News Releases

Effort follows recommendations from 2014 National Academy of Medicine report to VA regarding association between Agent Orange exposure and chronic illnesses such as bladder cancer, hyperthyroidism and Parkinson-like conditions

VA’s promised response to report’s recommendations has stalled over the last 19 months while veterans wait in urgent need of critical health care, other benefits

Sen. Murray, Senators: We urge VA to act on these recommendations for veterans suffering from these conditions

(Washington, D.C.) –  Senator Patty Murray (D-WA), a senior member of the Senate Veterans’ Affairs Committee (SVAC), sent a letter to Department of Veterans Affairs Secretary David Shulkin to urge the VA to act on recommendations from the National Academy of Science (NAM) regarding the association between the Agent Orange exposure and chronic conditions such as bladder cancer, hyperthyroidism and Parkinson-like conditions. In the letter, also joined by Sens. Jon Tester (D-MT), Joe Manchin (D-WV), Sherrod Brown (D-OH), and Bernie Sanders (I-VT), Sen. Murray and her colleagues criticized the Department’s delay to implement recommendations made by NAM’s Veterans and Agent Orange, Update 2014 report and urged the VA to extend care to cover veterans suffering from these conditions.

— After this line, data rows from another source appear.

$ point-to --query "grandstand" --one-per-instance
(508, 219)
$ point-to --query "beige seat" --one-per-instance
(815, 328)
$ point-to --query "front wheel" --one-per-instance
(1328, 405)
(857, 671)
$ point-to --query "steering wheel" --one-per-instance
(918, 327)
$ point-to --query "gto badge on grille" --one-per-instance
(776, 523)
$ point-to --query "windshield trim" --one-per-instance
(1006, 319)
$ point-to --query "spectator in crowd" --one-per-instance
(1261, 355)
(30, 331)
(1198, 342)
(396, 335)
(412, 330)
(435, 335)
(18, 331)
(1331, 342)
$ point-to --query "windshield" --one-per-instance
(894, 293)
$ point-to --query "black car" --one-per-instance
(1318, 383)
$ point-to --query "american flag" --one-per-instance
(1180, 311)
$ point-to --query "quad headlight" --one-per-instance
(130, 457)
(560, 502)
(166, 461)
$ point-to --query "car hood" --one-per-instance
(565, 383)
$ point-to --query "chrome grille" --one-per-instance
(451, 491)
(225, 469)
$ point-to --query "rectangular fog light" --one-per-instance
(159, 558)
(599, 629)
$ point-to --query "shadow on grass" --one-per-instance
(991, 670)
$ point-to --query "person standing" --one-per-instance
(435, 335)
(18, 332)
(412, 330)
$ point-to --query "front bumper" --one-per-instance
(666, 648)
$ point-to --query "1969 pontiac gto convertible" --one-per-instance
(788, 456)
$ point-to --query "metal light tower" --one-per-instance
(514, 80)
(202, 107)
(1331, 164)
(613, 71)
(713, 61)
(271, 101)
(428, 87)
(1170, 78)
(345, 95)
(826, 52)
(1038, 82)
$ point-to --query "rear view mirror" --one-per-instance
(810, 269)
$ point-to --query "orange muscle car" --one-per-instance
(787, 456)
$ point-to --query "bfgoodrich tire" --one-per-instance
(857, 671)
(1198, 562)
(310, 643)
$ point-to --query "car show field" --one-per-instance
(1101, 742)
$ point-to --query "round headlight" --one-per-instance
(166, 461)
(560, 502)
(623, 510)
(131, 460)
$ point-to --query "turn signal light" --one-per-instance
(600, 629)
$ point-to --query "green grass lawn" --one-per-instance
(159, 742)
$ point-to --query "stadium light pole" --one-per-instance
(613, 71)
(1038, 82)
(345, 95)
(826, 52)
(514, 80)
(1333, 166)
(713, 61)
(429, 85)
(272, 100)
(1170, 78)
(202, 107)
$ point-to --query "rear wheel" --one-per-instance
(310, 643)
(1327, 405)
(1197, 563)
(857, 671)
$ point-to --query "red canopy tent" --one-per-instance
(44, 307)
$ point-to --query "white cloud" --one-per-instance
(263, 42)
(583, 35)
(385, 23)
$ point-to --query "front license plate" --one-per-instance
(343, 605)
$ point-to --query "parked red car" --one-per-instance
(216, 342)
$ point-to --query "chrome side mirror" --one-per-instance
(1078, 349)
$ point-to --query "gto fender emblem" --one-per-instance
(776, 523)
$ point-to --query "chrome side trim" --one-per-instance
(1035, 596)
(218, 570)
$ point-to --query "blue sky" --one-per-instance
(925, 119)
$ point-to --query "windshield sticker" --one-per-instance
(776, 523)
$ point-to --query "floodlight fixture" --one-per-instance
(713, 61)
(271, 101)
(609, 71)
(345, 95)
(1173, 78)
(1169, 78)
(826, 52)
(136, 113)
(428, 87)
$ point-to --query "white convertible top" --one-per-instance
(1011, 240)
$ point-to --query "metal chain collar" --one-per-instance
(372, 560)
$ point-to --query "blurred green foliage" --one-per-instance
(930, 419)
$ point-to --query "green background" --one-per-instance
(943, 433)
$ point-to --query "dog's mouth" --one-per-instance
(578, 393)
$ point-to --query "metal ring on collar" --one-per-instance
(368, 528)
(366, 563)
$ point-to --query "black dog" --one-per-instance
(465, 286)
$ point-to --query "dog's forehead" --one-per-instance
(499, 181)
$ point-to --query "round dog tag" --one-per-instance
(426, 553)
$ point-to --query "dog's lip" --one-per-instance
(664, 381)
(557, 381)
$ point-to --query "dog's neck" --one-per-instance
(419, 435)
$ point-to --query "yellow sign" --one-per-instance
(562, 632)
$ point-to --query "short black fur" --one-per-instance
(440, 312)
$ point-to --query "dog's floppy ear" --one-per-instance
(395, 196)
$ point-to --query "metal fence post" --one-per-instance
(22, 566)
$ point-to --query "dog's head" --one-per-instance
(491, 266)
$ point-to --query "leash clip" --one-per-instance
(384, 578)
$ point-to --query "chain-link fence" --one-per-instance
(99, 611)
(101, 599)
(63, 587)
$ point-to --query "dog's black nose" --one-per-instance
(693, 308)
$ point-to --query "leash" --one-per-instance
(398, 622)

“As of this letter, a decision has not been made publically on these outstanding recommendations 19 months after NAM released their report,” the Senators wrote. “The care owed to our servicemembers should not be delayed and denied any longer. They fought for our country, were exposed to a toxic chemical while carrying out their daily duty, and in return, we are failing to provide medical care and disability compensation.”

“We urge VA to act on these recommendations and extend presumption for service connection for Bladder Cancer, Hyperthyroidism, and Parkinson-like conditions, in keeping with the recommendations made by NAM,” the Senators added.

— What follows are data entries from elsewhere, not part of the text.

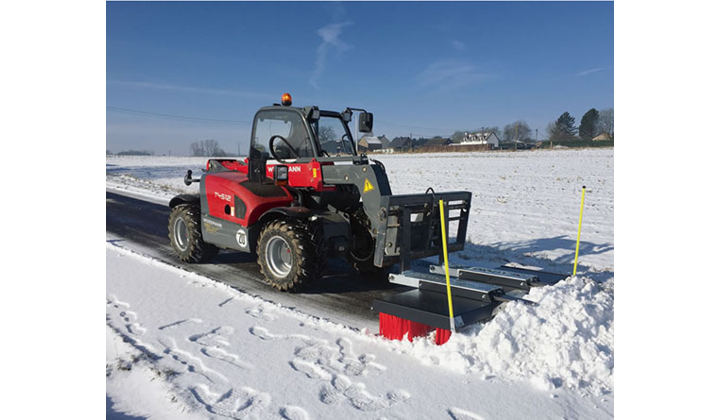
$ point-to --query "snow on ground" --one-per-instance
(183, 346)
(218, 352)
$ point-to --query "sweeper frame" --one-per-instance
(304, 194)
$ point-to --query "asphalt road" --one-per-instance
(341, 296)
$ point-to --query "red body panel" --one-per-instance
(306, 175)
(221, 189)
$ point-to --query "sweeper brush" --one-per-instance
(305, 193)
(476, 293)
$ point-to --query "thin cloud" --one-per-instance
(451, 74)
(330, 35)
(586, 72)
(190, 89)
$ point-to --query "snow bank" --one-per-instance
(566, 340)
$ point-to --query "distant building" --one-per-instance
(602, 137)
(385, 141)
(369, 144)
(402, 144)
(481, 137)
(437, 142)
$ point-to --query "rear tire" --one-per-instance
(186, 237)
(290, 253)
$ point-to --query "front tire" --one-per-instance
(186, 237)
(290, 254)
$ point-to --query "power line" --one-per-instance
(173, 117)
(215, 120)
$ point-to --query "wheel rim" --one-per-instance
(278, 256)
(181, 234)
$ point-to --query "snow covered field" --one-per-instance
(181, 345)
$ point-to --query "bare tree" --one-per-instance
(606, 121)
(517, 131)
(208, 148)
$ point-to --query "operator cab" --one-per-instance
(285, 133)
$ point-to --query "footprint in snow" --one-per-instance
(460, 414)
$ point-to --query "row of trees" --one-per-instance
(593, 123)
(206, 148)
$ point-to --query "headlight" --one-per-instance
(280, 174)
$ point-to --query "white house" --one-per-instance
(481, 137)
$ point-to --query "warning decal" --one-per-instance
(368, 186)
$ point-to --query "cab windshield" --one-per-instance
(294, 141)
(333, 136)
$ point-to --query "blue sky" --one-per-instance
(422, 68)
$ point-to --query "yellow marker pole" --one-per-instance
(447, 267)
(577, 247)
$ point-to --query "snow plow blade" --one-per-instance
(476, 293)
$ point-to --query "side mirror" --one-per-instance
(365, 122)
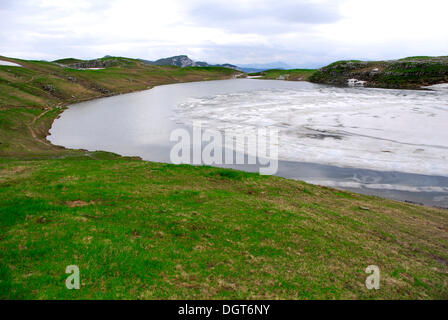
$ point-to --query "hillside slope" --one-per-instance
(407, 73)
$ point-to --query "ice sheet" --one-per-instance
(391, 130)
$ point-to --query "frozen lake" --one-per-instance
(393, 143)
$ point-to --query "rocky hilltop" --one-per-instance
(407, 73)
(184, 61)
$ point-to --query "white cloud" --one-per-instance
(302, 33)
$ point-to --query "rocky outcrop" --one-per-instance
(98, 63)
(408, 73)
(184, 61)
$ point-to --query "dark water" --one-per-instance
(140, 124)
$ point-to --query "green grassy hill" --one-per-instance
(32, 96)
(142, 230)
(291, 74)
(407, 73)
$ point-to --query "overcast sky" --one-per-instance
(302, 33)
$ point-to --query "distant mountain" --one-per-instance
(257, 67)
(184, 61)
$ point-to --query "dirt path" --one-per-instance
(33, 134)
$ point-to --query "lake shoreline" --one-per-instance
(340, 173)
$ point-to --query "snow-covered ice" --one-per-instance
(391, 130)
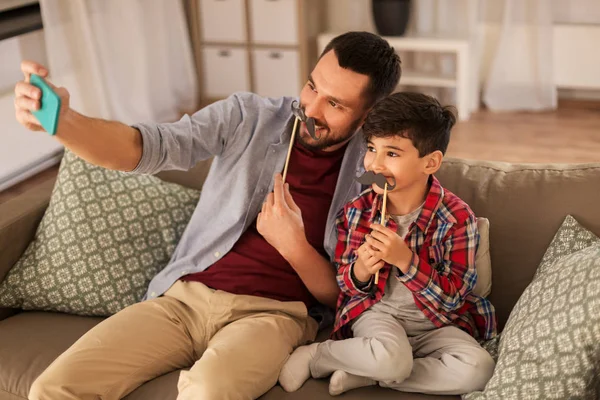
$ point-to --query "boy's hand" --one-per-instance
(366, 265)
(386, 245)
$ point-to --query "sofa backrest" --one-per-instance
(525, 203)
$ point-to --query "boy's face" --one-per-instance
(396, 157)
(335, 98)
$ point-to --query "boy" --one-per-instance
(415, 329)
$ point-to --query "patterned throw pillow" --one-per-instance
(550, 347)
(103, 237)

Under the Agent Orange Act of 1991, the VA has been required to implement recommendations from NAM within 60 days. While that law has expired, the VA has delayed its response several times over the last 19 months.

Full text of the Senators’ letter can be found here and below:

The Honorable David J. Shulkin

Secretary of Veterans Affairs

810 Vermont Avenue, NW

Washington, DC 20420

 

Dear Secretary Shulkin,

We are writing you today to call on the Department of Veterans Affairs (VA) to provide a response to the recommendations made by the National Academy of Medicine’s (NAM) Veterans and Agent Orange, Update 2014, regarding the association between Agent Orange exposure and Bladder Cancer, Hyperthyroidism, and Parkinson-like conditions.

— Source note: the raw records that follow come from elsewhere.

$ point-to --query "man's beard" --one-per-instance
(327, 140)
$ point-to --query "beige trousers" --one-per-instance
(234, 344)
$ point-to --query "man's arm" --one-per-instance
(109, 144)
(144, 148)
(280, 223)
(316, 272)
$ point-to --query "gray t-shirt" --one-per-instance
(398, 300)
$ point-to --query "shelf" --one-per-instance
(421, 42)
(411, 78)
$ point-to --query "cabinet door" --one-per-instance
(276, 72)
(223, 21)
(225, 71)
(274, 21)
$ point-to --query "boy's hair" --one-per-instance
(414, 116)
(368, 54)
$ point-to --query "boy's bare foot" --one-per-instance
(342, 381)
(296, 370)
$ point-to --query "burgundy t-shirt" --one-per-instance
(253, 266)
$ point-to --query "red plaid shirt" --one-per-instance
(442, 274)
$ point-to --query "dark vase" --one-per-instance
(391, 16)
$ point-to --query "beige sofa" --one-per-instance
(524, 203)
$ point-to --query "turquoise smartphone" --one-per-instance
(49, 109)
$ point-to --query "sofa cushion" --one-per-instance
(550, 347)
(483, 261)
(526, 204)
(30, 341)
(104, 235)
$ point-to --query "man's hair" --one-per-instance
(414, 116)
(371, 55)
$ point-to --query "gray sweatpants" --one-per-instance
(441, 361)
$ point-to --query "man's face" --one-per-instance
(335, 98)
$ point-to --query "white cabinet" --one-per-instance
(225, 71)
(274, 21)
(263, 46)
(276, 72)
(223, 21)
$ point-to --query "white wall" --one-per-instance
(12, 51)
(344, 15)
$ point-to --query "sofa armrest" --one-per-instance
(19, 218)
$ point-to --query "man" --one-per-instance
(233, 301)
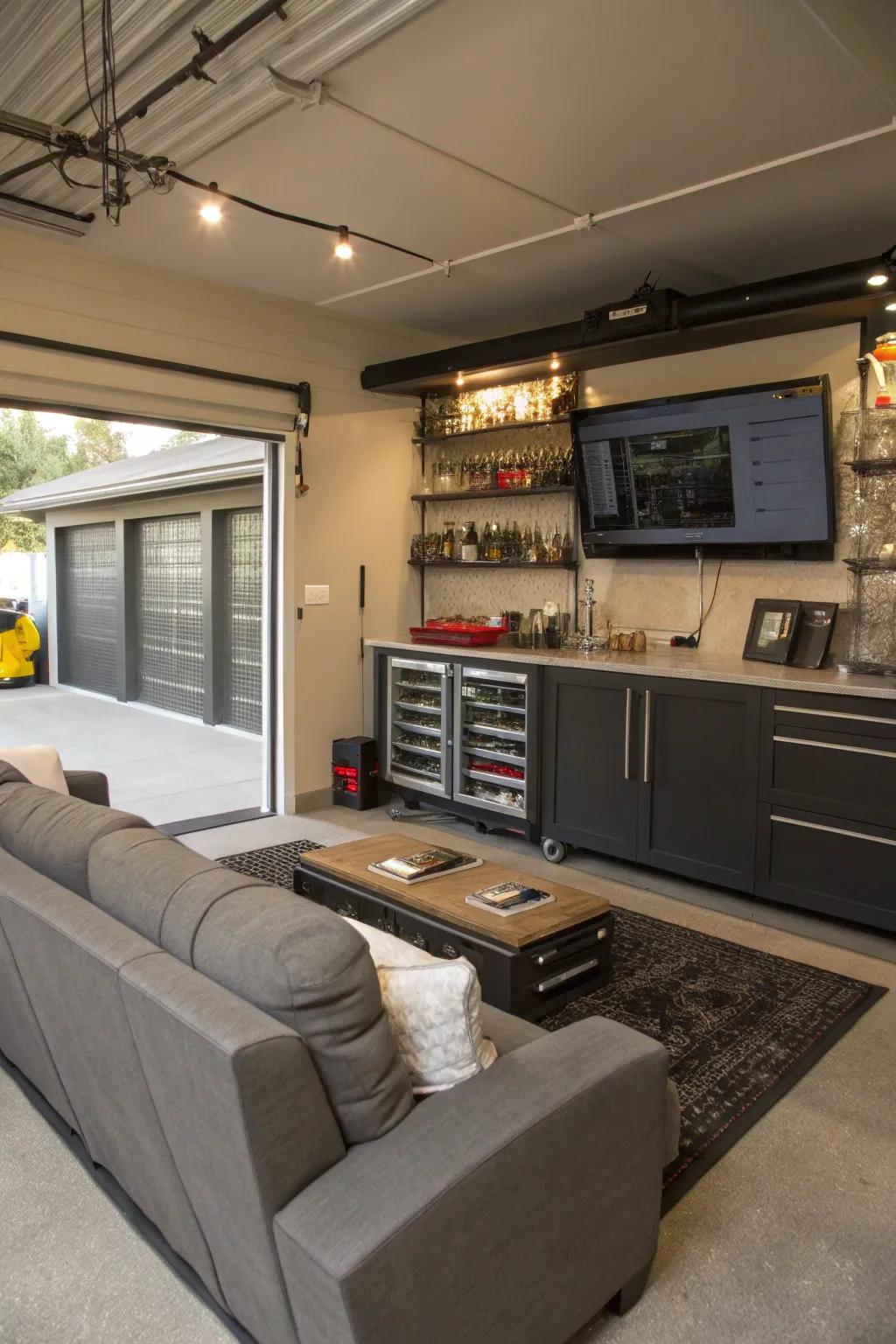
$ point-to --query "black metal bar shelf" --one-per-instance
(491, 429)
(871, 566)
(499, 566)
(873, 466)
(494, 495)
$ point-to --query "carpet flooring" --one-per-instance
(740, 1026)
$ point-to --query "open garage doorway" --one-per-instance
(145, 556)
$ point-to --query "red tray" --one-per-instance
(457, 634)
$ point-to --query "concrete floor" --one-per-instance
(788, 1239)
(160, 766)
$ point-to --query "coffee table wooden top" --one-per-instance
(444, 898)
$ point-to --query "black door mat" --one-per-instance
(740, 1026)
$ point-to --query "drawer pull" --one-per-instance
(833, 746)
(544, 985)
(836, 714)
(836, 831)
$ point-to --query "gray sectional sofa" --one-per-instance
(220, 1051)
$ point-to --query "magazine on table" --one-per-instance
(424, 864)
(509, 898)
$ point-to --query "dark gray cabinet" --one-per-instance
(590, 762)
(653, 769)
(699, 779)
(828, 805)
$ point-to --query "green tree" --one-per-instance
(30, 454)
(97, 443)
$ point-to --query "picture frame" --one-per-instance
(773, 629)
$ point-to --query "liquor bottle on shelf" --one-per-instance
(449, 544)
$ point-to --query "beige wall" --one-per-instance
(358, 456)
(660, 596)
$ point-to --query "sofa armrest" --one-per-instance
(512, 1208)
(89, 785)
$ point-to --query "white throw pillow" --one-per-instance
(433, 1005)
(39, 765)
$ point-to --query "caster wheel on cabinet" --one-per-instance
(554, 851)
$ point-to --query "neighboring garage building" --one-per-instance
(155, 584)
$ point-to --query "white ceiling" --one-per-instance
(479, 124)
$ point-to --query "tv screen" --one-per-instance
(746, 466)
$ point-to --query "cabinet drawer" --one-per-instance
(832, 754)
(832, 865)
(844, 712)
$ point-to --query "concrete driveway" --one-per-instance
(163, 767)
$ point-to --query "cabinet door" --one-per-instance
(590, 761)
(699, 772)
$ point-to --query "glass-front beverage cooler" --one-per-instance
(418, 727)
(465, 732)
(491, 735)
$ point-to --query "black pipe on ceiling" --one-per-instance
(845, 284)
(826, 285)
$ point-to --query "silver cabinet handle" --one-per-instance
(648, 726)
(835, 714)
(833, 746)
(835, 831)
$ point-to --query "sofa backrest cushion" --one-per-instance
(228, 1085)
(207, 1112)
(52, 832)
(22, 1038)
(291, 958)
(70, 956)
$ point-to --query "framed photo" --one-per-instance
(773, 629)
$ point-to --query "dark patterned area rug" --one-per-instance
(740, 1026)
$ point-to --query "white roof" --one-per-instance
(210, 461)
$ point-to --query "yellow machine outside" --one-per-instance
(19, 641)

In March of 2016, the National Academy of Science released Veterans and Agent Orange: Update 2014, and under PL 102-4 the Secretary was required to take action on NAME recommendations within 60 days of receiving the report. Even though VA is no longer required to act within that timeframe, then Secretary McDonald said a response from VA’s Agent Orange working group was imminent. The veterans suffering from these conditions are still in urgent need of critical health care and other benefits.

In November of 2016, VA once again stalled their response to the NAM recommendations leaving the final decision for proposing new rules and new presumptions to the incoming administration. In response to inquiries made by the Senate Committee on Veterans Affairs in February VA expressed that it completed internal reviews of the NAM recommendations and provided their own recommendations to the Secretary for review. When the Committee inquired again in June, VA said the decision was with the Secretary for review. As of this letter, a decision has not been made publically on these outstanding recommendations 19 months after NAM released their report. The care owed to our servicemembers should not be delayed and denied any longer. They fought for our country, were exposed to a toxic chemical while carrying out their daily duty, and in return, we are failing to provide medical care and disability compensation.

We urge VA to act on these recommendations and extend presumption for service connection for Bladder Cancer, Hyperthyroidism, and Parkinson-like conditions, in keeping with the recommendations made by NAM.

We thank you for your attention to this vital issue, and we look forward to working with you to resolve this matter promptly.